In [1]:
import nltk
from nltk.tokenize import sent_tokenize, word_tokenize
from nltk.probability import FreqDist
from nltk.corpus import stopwords
from sklearn.feature_extraction.text import CountVectorizer
from sklearn.metrics.pairwise import cosine_similarity
from heapq import nlargest

# Download necessary NLTK data
nltk.download('punkt')
nltk.download('stopwords')

[nltk_data] Downloading package punkt to
[nltk_data]     C:\Users\navid\AppData\Roaming\nltk_data...
[nltk_data]   Package punkt is already up-to-date!
[nltk_data] Downloading package stopwords to
[nltk_data]     C:\Users\navid\AppData\Roaming\nltk_data...
[nltk_data]   Package stopwords is already up-to-date!


True

In [17]:
# summarize text word frequency
def summarize_text_frequency(text, context_window_limit):
    
    # divide text into sentences
    sentences = sent_tokenize(text)  
    # divide text into words
    words = word_tokenize(text)  
    words = [word.lower() for word in words if word.lower() not in stopwords.words('english') and word.isalnum()]
# calculate word frequency
    word_freq = FreqDist(words)  

    sentence_scores = {}
    for sentence in sentences:
        score = sum(word_freq[word] for word in word_tokenize(sentence.lower()) if word in word_freq)
        sentence_scores[sentence] = score

    num_sentences = context_window_limit // 20
    top_sentences = nlargest(num_sentences, sentence_scores, key=sentence_scores.get)

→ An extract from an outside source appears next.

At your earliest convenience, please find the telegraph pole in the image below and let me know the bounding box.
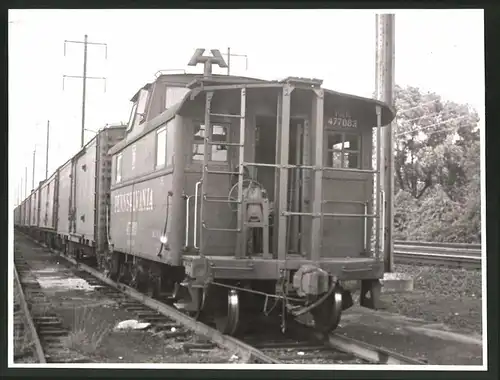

    summary = ' '.join(top_sentences)
    summary_words = word_tokenize(summary)
    if len(summary_words) > context_window_limit:
        summary = ' '.join(summary_words[:context_window_limit]) 

    return summary

# calculate similarity matrix for sentences
def compute_similarity_matrix(sentences):
    vectorizer = CountVectorizer().fit_transform(sentences)
    return cosine_similarity(vectorizer)

# summarize text using cosine similarity
def summarize_text_cosine_similarity(text, context_window_limit):
     # Split text into sentences
    sentences = sent_tokenize(text) 
    length = 0
    summary = ""

    similarity_matrix = compute_similarity_matrix(sentences)  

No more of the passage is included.